Et puis l’argent, l’argent qui pourrit. C’est un grand mot, mais oui, qui pourrit par la racine toutes les décisions. La société que je connais, la société des pays dits industrialisés, dits civilisés a tout faux, a tout faux. Et c’est pour ça que je vous disais qu’on peut se servir vis-à-vis des collectivités, vis-à-vis des gouvernements, vis-à-vis des décideurs de l’argument de dire: « On va dans le mur, vous voyez bien, il y a des suicides chez Renault, etc. Si on prenait le temps de réfléchir à une bonne façon de faire les choses, une façon juste de faire les choses, vous auriez une meilleure rentabilité. » Alors ce n’est pas pour ça que je travaille l’éthique, mais je pense que c’est un des arguments que l’on peut opposer à notre société folle de rapidité et de profit.

Ce serait un des moyens de rendre la société plus éthique ?

Plus attentive à l’éthique. D’introduire une dimension de réflexion éthique dans un conseil d’administration.

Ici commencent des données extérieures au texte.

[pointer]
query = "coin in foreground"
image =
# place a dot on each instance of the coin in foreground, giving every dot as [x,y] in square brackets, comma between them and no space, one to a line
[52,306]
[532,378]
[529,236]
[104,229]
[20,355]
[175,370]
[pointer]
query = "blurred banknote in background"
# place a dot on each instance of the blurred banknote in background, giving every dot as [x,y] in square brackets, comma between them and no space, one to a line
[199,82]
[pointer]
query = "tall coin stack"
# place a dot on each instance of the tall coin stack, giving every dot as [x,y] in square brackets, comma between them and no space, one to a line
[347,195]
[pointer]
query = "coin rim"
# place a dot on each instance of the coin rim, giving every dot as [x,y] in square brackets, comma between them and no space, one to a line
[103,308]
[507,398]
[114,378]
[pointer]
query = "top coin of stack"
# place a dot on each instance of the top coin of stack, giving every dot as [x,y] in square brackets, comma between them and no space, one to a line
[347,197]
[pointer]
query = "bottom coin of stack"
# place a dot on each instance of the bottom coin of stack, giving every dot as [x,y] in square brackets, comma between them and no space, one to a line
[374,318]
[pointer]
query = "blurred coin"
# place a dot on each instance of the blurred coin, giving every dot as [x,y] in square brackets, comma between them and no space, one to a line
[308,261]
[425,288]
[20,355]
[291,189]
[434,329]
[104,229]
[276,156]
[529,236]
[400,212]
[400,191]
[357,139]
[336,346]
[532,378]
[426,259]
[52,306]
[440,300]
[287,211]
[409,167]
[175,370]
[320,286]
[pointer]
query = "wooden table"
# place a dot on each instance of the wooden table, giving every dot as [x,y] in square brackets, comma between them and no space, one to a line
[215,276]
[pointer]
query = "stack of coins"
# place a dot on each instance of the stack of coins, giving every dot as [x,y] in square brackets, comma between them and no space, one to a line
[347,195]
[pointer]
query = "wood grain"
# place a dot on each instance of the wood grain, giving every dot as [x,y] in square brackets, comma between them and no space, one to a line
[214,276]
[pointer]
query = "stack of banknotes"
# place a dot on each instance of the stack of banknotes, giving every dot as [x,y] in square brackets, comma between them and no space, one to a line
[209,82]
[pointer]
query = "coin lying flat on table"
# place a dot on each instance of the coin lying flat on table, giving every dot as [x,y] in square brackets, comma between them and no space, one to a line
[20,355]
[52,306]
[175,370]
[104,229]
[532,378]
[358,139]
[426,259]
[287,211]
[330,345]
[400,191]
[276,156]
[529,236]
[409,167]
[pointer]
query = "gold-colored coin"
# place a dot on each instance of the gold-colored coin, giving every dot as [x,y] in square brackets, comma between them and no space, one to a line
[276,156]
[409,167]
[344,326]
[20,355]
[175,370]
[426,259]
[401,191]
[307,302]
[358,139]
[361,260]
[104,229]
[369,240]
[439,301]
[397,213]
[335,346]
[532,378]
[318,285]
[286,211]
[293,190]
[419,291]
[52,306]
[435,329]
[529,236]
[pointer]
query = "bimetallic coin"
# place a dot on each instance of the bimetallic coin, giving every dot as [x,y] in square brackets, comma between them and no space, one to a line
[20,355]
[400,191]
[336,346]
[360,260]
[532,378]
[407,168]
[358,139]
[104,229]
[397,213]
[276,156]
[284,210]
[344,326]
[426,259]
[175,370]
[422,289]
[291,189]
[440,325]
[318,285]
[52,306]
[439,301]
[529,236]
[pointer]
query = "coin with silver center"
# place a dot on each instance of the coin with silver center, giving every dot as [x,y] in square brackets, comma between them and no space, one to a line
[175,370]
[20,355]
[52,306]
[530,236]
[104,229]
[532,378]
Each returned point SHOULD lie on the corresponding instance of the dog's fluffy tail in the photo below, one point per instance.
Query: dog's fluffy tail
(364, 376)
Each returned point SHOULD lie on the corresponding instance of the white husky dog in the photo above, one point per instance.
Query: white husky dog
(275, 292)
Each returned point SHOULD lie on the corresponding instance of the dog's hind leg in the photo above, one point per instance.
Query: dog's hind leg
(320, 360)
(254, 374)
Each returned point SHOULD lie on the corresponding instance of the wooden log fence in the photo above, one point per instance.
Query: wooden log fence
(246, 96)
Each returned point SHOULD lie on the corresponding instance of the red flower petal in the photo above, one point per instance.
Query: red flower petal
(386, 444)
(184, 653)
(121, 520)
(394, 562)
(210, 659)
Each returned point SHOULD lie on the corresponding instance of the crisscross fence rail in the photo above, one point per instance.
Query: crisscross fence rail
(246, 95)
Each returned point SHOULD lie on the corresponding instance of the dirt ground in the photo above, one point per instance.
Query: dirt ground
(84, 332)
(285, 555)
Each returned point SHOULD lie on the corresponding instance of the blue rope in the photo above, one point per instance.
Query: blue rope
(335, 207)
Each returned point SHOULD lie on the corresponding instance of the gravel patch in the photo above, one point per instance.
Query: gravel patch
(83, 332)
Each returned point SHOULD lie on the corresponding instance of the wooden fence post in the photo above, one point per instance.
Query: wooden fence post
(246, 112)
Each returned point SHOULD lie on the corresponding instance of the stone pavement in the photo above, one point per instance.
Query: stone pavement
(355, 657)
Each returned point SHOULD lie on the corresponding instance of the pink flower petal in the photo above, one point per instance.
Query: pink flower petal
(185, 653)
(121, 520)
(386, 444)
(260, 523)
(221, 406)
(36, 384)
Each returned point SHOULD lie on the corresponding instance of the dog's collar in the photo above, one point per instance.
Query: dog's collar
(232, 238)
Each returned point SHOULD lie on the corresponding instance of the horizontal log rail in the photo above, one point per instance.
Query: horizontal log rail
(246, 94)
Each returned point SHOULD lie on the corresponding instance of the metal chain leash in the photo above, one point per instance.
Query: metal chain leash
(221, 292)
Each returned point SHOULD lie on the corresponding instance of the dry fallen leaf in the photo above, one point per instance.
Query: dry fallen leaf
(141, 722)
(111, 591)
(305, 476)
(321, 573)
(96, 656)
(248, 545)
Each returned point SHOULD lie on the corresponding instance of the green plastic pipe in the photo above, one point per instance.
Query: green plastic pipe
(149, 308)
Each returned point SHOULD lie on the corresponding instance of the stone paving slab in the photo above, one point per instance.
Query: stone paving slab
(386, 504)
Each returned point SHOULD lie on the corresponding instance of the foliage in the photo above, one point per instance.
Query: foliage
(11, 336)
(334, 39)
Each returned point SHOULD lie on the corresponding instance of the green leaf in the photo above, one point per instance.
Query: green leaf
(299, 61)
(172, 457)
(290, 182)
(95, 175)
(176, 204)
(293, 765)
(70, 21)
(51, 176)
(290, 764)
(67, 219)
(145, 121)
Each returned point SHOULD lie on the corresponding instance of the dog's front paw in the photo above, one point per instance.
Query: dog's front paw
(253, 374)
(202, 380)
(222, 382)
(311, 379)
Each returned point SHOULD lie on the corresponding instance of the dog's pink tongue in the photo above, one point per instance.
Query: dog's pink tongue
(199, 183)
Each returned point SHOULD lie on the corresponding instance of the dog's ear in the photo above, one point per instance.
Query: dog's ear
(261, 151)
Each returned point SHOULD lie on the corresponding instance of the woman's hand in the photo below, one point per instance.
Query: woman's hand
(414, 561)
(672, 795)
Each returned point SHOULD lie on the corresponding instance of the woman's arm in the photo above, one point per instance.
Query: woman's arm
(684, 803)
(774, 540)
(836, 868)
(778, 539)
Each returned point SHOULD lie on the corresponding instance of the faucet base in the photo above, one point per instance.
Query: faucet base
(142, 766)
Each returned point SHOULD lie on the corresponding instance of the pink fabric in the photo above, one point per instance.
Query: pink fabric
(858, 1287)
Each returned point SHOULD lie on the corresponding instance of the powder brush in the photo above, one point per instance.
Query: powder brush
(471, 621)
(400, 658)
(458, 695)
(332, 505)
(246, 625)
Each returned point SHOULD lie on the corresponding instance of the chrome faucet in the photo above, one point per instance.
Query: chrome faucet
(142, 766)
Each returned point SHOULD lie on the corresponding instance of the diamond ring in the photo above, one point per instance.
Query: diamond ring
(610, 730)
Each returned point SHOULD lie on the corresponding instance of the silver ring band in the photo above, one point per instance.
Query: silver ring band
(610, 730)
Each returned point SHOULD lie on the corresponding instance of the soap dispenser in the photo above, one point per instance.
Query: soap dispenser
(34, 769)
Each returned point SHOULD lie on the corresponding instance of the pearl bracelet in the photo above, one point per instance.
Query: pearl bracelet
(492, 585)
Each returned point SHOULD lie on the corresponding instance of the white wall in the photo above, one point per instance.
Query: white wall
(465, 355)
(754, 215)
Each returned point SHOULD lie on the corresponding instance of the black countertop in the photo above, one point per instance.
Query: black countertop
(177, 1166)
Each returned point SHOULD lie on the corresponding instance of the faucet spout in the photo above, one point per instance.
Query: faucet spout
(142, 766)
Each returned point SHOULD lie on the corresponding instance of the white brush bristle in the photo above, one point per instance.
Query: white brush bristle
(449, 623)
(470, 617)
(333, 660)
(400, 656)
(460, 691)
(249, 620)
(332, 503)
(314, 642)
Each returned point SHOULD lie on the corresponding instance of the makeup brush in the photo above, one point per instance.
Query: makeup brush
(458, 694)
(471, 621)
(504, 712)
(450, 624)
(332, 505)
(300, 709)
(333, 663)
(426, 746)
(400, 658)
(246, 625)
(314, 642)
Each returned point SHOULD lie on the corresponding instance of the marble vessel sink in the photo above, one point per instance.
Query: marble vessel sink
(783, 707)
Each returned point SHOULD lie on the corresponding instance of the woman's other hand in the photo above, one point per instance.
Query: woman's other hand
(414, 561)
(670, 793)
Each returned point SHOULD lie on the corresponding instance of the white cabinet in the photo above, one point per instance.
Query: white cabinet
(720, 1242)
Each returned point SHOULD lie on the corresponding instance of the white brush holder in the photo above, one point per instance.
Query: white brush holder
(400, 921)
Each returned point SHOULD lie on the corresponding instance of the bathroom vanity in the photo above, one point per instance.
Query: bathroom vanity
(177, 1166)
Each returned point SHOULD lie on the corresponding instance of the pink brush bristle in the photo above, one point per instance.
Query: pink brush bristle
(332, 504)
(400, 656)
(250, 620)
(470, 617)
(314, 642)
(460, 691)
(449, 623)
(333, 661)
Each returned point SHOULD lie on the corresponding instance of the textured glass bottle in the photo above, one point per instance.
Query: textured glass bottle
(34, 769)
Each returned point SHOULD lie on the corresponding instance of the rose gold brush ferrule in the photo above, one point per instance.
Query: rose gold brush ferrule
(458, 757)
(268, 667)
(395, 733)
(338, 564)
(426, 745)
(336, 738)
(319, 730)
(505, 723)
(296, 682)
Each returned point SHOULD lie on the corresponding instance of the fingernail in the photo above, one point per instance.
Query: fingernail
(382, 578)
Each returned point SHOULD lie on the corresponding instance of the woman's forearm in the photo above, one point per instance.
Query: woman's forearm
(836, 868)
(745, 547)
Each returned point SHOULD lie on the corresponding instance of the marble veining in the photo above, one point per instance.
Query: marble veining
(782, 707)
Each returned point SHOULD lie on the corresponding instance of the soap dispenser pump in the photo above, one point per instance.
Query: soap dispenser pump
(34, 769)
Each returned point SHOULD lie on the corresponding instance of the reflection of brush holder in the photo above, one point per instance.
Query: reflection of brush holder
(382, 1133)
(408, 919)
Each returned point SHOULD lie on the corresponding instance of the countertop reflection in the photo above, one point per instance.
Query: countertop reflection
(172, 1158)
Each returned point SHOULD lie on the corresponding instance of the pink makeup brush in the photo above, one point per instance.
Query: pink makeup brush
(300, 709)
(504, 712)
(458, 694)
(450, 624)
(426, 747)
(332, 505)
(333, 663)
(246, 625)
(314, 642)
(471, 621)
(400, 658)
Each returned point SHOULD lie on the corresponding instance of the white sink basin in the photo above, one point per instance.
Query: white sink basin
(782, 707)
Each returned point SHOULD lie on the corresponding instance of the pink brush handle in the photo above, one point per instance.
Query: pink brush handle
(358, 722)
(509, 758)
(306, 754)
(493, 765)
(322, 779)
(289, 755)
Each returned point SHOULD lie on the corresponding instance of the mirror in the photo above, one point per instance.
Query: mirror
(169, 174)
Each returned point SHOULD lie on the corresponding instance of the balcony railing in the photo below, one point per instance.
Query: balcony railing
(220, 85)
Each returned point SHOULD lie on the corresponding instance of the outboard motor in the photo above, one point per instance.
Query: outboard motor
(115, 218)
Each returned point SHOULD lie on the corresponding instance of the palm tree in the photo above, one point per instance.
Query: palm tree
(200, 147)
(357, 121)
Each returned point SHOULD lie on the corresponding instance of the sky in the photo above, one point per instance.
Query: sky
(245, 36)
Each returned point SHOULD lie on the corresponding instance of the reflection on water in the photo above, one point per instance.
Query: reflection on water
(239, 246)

Alors ils s’en déchargent en faisant du mécénat sur les enfants du Darfour, etc., mais ce n’est pas éthique du tout. Il n’y a pas eu de réflexion, il n'y a rien eu du tout. « Qu’on ne m’embête plus avec ça, je fais ce que je peux, je me dépêche, je suis en retard » ou « Le budget n’est pas fait, etc., bon, allez, on dégage un million d’euros pour je ne sais pas quoi, l’humanitaire, etc.! » Mais c’est pas ça l’éthique. Introduire un minimum de réflexion éthique dans toutes les décisions. Je pense qu’il faut qu’on arrive mais ça sera difficile, il faudra des avocats avec une rhétorique extraordinaire pour arriver à convaincre qu’il ne peut en sortir que du bien, que ce n’est pas du temps perdu.

« Temps perdu », ça on le dit aussi, quand on dit... et l’affectivité. Je reviens à mon métier, parce que là je sais de quoi je parle. Il faut prendre une décision par exemple d’arrêt de traitement. « Alors bon, parce que le cerveau vous êtes sûre que le cerveau est irrémédiablement… » - «  C’est-à-dire que l’examen d’il y a huit jours montrait... » - « Bon, est-ce qu’on l’a refait, est-ce qu’on l’a montré à tel spécialiste de tel hôpital ? » - « Non,  mais vous savez, les parents sont tellement angoissés, tellement angoissés, il faut leur donner une réponse, il faut qu’on leur dise ce soir! » Voilà. Nous aussi on se laisse avoir, on vit dans l’urgence. On prend des décisions dans l’urgence. Parce que l’angoisse des parents, etc. Mais l’angoisse des parents sera bien pire si on fait ça en douze heures que si on fait ça en huit jours!

Même chose avec les interruptions médicales de grossesse. Un couple, une malformation gravissime qui aura des séquelles à vie. Ils acceptent l’interruption de grossesse, ils disent : « Ce soir ! » Les convaincre que pour que ça se passe bien, pour qu’ils ne la regrette pas, pour qu’ils aient compris l’irrévocable, il faut qu’on se revoie demain matin, qu’ils voient la psychologue de surcroît, si on a un bon psychologue, qu’ils en rediscutent entre eux – parce que souvent le père et la mère n’ont pas la même vision de l’affaire –, qu’éventuellement ils aient un ami très proche... Prendre du temps pour que la décision leur apparaisse tellement bien fondée qu’après le deuil se fait vite. Mais eux veulent tout de suite, parce que « Je ne peux plus supporter d’être enceinte de cet enfant, qui est... ». Leur expliquer que c’est bien pour eux et pour la décision qu’il y ait de nouveau des entretiens, de nouveau de la réflexion.

On vit dans l’urgence. Et c’est un chirurgien qui dit ça, qui souvent a un geste à faire dans l’urgence et qui reconnait la nécessité de pouvoir prendre des décisions rapidement. Mais l’éthique ne peut pas se faire dans l’urgence.